After August’s rate announcement, Andrew Bailey, governor of the Bank of England, stated: “We were able to lower interest rates today because inflationary pressures have decreased enough.”However, he cautioned: “We need to make sure inflation stays low and be careful not to cut interest rates too quickly or by too much.”

When determining how to adjust rates, the Bank takes into account additional inflation metrics, some of which are still higher than it would like. In certain segments of the economy, such as the services sector (which encompasses everything from eateries to hair salons), there have been more notable price increases in recent months.

It must strike a balance between the necessity to restrain price increases and the possibility of hurting the economy. It also must avoid lowering rates only to have to raise them quickly back up.

To what extent can interest rates decline?

Despite momentarily exceeding the Bank of England’s 2% target in May and June, inflation in the UK is predicted to increase slightly this year before declining again in early 2025.

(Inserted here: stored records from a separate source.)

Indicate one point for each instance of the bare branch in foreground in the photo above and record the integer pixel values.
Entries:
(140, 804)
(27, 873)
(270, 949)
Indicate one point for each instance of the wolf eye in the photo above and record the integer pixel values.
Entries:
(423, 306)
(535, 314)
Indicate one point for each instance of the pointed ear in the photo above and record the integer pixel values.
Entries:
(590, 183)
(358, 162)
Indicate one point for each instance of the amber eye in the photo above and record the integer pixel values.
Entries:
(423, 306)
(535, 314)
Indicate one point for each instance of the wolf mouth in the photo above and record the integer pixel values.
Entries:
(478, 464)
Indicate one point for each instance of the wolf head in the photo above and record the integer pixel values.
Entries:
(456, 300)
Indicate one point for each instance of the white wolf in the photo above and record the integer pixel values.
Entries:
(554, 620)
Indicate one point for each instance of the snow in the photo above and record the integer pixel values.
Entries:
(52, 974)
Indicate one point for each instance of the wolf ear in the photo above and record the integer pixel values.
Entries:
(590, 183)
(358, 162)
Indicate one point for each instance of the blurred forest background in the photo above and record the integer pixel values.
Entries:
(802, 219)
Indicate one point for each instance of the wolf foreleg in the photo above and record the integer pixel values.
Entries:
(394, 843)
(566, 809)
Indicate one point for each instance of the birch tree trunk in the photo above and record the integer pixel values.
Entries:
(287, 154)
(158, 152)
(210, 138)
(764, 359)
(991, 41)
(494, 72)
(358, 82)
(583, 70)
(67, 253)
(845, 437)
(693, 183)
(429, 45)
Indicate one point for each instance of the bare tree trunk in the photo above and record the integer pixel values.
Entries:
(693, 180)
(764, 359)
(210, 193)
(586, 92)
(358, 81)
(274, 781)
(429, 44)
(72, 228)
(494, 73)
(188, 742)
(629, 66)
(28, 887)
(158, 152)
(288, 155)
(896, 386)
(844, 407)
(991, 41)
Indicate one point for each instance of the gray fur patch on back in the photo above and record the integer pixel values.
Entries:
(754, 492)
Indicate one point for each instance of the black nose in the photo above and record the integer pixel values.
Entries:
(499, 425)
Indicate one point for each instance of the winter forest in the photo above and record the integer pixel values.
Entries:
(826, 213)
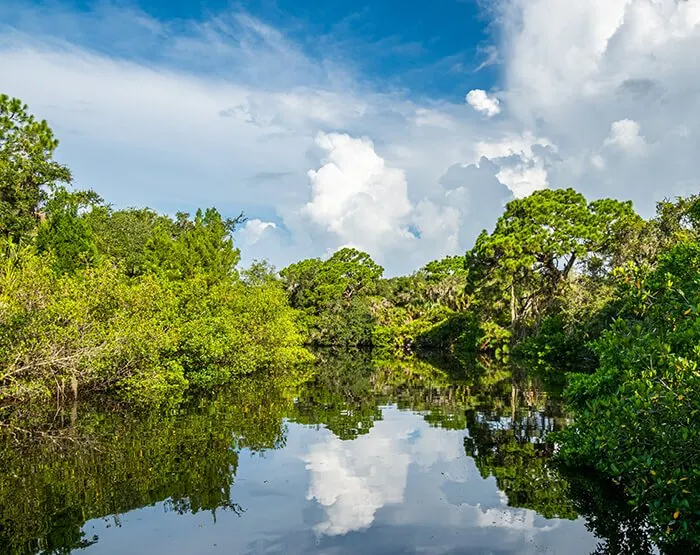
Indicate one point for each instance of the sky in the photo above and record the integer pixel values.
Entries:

Therefore, it is challenging to forecast with precision what will happen to interest rates. The International Monetary Fund (IMF) said in May that by the end of 2025, interest rates in the UK should drop to 3.5%. The group, which gives members advice on how to strengthen their economies, agreed that the Bank needed to strike a balance between avoiding making too many cuts before inflation is under control.

However, the IMF cautioned in its most recent prediction that ongoing inflation in nations like the US and the UK would force interest rates to remain “higher for even longer”.

Interest rates: How do they impact me?

mortgage interest rates

The government’s English Housing Survey indicates that little less than one-third of households own a mortgage. The mortgage rate of over 500,000 households “tracks” the rate set by the Bank of England. Their average monthly repayment will decrease by £28 as a result of the 0.25 percentage point reduction.

The payments of everyone with a regular variable rate mortgage will decrease by approximately £15. However, over 80% of mortgage clients have fixed-rate agreements. Their future transactions are impacted, but not their monthly payments.

According to Moneyfacts, a financial information organisation, the average two-year fixed mortgage rate is currently 5.77%, which is significantly higher than it has been for the majority of the previous ten years.

This implies that compared to borrowing the same amount a few years ago, homebuyers and those refinancing must pay significantly more.

There has been pressure on specific building societies and banks to charge their clients higher interest rates.

Loans and credit cards

Interest rates set by the Bank of England also affect credit card, bank, and auto loan rates. If lenders anticipate that the Bank of England will raise interest rates, they may choose to increase their rates. The cost of interest payments could decrease, though, if rates drop.

Conserve

The interest rate set by the Bank of England has an impact on savers’ potential earnings. There has been pressure on specific banks and building societies to raise interest rates for their clients.